Before arriving to Buenos Aires for your Spanish course in Argentina, you might not even have realized how BIG Buenos Aires actually is. So here we come with a helping hand: our updated public transportation guide!
Our first tip for all students in Buenos Aires is to get a SUBE card. This makes travelling around Buenos Aires much easier and cheaper. Your SUBE card will give you access to the bus, train, and subway systems.
There are two ways you can buy a SUBE card: the official way, or the non-official way: on the friendly called “blue market” in Argentina. If you do it the official way, go to the post office (correo Argentino) with your passport, so this will be your personal card. You will be asked to fill in a form and then you will receive a SUBE card, which is registered in your name. The second way to buy a SUBE card is by going to one of the many kiosks around the city, where you will be able to purchase a SUBE card without filling in a form.
Both the official and non-official ways of buying a SUBE card cost the same – so we recommend purchasing your SUBE card the official way. Now you can put money on your card at any kiosk with the SUBE card logo. They are located everywhere in the city, so it is not hard to find them.
So now we start our travels in the Argentine capital Buenos Aires.
The first reason to have a SUBE card (apart from it being cheaper): without the card, you have to pay with coins. And as there is a shortage of coins in Buenos Aires, this may pose some problems and you might end up paying much more: if you do not have exact amount, you won’t get any change because the bus drivers do not have coins!
When you are waiting for the bus you need to know that the drivers don’t stop automatically, so you will have to stick your arm out to indicate that the bus needs to stop. Before taking the bus, please familiarize yourself with a map of Buenos Aires. Make sure to be attentive while riding the bus. The names of stops are not called out, and street signs are not always readily visible – so be alert and prepared for your stop! Don’t forget to push the button near the doors that rings the bell when you want to get off. This site will help you to know which bus you need to take: http://mapa.buenosaires.gob.ar
You probably won’t need to take the train very often. As a tourist or Spanish student in Buenos Aires, you can take the train to visit the beautiful Tigre and the amazing Delta (also known as the Venice of South America), or maybe some other beautiful sites near Buenos Aires.

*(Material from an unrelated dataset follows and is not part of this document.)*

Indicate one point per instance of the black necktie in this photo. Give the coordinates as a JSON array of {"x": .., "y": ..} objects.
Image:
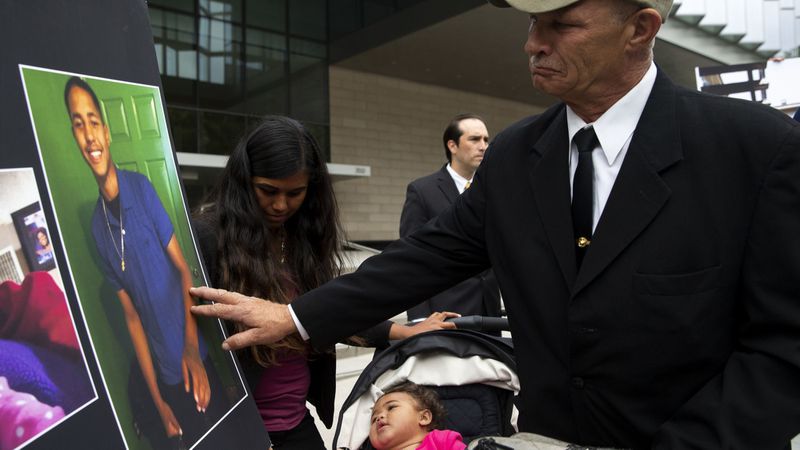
[{"x": 582, "y": 192}]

To take the train, you can pay with your SUBE card OR with cash. The train is a cheap and easy way to travel, but it comes with one principal disadvantage: you can’t trust the timetable.
By Subte (subway)
Everyone loves the subte! You will probably use the subte a lot, as it will take you basically anywhere in Buenos Aires. The Subte contains six different lines (A,B,C,D,E & H). It’s is fast and efficient; there is no need for a timetable, and you´ll never have to wait long. However, find out how late the last trains depart in the evening; some subte stations will be open all night, so if you are not aware the last train has passed by, you could be waiting for a looong time… ! You can familiarize yourself with the subte schedule using this site. http://www.subte.com.ar/horarios/horarios.asp
The line you will probably use most frequently is the green line D (la linea verde), as this will take you from Palermo, Recoleta or Belgrano to the city center (el microcentro). This is also the line you need to take to and from AMAUTA Spanish School. Try to avoid rush hours (8:30-10am and 5:30-7pm) because they will be insanely busy! If you take a backpack, put your bag in front of you – don’t leave it on your back! Better to be safe than sorry.
Interestingly, Buenos Aires has the oldest subway system in South-America. The first station opened in 1913, and uptil today Buenos Aires still remains the only Argentine city with an underground system. Recently, however, Cordoba has undertaken a project to build an underground system as well.
Even with all of the public transportation options available in Buenos Aires, travelling by taxi can come in very usesful, especially when travelling at night (the subte runs till aproximately 22.00). Taxis in Buenos Aires are very cheap and easy to use.
How to catch a taxi in Buenos Aires? In this city with almost 40,000 cabs it won’t be a problem to catch one. You can either hail one on the street, or use the RADIO TAXI system. All you have to do is call the taxi company and they´ll send you a cab in a few minutes; this service only costs an additional ARS$5. During night hours taxis can be 20% more expensive. Interesting Spanish lesson: in Argentina, a taxi is called a “remise”.